Column

Een vrouw die witte saus maakt

Een vrouw die witte saus maakt

Ik las een keer iets van een vrouw die vertelde dat ze haar figuur te danken had aan rennen. Niet joggen of zo, neen, ze deed gewoon alles rennend. Thuis had ze een wasmachine die piepte als de was klaar was. Dan trok ze een sprintje om daar zo snel mogelijk bij te zijn. Ze had haar wasmachine nog nooit twee keer horen piepen. Ze rende naar de brievenbus, ze bracht de kinderen rennend naar school en naar bed, ze rende door de Colruyt en ze rende naar de trein, ook als die nog niet eens klaarstond. Ze had inderdaad een heel mooi figuur. Ze lag op een keukentafel heel erg slank te wezen.

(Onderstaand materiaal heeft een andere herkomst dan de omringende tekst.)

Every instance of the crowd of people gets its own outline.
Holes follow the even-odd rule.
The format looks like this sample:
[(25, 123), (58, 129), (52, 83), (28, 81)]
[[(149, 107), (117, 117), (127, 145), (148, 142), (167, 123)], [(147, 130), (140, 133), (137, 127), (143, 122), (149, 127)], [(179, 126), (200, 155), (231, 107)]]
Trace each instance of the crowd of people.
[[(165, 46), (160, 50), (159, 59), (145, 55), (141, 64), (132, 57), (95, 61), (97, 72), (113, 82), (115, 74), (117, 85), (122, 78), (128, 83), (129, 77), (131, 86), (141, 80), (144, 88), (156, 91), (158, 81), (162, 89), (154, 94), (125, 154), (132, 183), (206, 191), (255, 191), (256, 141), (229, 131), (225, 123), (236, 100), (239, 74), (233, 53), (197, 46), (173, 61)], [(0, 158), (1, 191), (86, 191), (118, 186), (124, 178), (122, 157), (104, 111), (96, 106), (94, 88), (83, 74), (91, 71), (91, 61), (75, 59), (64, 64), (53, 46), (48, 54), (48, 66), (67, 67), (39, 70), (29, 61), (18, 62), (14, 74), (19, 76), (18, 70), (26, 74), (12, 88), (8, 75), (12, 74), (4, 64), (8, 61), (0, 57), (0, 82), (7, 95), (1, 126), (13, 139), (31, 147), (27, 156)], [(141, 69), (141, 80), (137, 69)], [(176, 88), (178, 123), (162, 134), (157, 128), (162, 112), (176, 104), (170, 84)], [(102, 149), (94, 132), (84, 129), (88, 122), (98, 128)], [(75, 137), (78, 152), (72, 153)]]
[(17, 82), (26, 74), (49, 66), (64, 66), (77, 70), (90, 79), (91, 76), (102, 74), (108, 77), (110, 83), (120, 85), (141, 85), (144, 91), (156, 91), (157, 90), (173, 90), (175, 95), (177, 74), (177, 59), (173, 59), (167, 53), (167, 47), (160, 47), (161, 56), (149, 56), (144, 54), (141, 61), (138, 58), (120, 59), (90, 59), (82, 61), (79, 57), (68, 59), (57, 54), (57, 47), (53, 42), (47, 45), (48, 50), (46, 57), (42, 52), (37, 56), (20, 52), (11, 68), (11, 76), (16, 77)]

Een vriendin van mij heeft vier kinderen en hele strakke bekkenbodemspieren. We stonden te springen op de trampoline van de kinderen. Ik had in mijn broek geplast. Zij niet. Ik had dan ook wel een salto gemaakt en zij niet. Maar goed, zij kwam met haar droge broek toch als overwinnaar uit de bus. Die strakke bekkenbodemspieren, die heeft ze, omdat ze die bij elk rood licht opspant. Ja, dat doet ze echt.

Ik denk altijd aan dingen waar ik niet aan moet denken. Zoals ik ook altijd dingen koop die ik niet nodig heb.

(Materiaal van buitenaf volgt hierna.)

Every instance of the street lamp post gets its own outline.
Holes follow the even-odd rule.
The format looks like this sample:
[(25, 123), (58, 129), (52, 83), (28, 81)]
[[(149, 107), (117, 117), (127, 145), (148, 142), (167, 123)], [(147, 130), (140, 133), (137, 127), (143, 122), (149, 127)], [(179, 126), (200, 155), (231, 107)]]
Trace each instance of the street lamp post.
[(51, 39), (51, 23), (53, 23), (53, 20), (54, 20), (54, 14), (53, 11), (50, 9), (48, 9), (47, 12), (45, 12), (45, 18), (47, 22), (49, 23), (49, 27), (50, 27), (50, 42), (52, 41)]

Ikzelf gebruik de gewonnen tijd van een rood licht altijd om na te denken over mannen die me helemaal niet verdienen maar van wie ik het toch zou waarderen als ze me gewoon een beetje leuk vonden. En ik ga soms expres trager rijden om het groene licht te missen. Want wat hebben dat soort mannen veel nadenk-tijd nodig.

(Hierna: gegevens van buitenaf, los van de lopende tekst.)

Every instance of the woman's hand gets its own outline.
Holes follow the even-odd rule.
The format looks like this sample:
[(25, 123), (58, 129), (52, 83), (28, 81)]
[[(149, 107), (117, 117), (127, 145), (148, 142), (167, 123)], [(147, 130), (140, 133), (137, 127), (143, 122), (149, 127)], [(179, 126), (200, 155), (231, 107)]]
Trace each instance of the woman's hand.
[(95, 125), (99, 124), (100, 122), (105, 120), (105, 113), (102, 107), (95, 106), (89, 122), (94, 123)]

Je pense donc je suis. Dat kan allemaal wel zijn. Maar voor je bekkenbodemspieren is het nefast.

Ik denk altijd aan dingen waar ik niet aan moet denken. Zoals ik ook altijd dingen koop die ik niet nodig heb. Maïzena bijvoorbeeld. Ik koop heel vaak Maïzena. Omdat ik denk dat ik witte saus zal maken. Maar ik maak nooit witte saus omdat ik geen gerechten maak waar witte saus bij hoort. Omdat ik het niet eens lekker vind en omdat witte saus is bedacht om te mislukken. Toch geloof ik dat ik, roerend in witte saus, meer mens zou zijn. Dat niet het denken maar het doen me echter zou maken. Een hele echte mens. Zoals een hele echte barbiepop of hele echte cola. Echt helemaal echt.

Als ik voor het rood licht sta, ben ik niet echt. Dan ben ik wie ik had kunnen zijn of zou kunnen worden in de handen van een andere man. Dan raak ik verloren in fantasieën over gered worden.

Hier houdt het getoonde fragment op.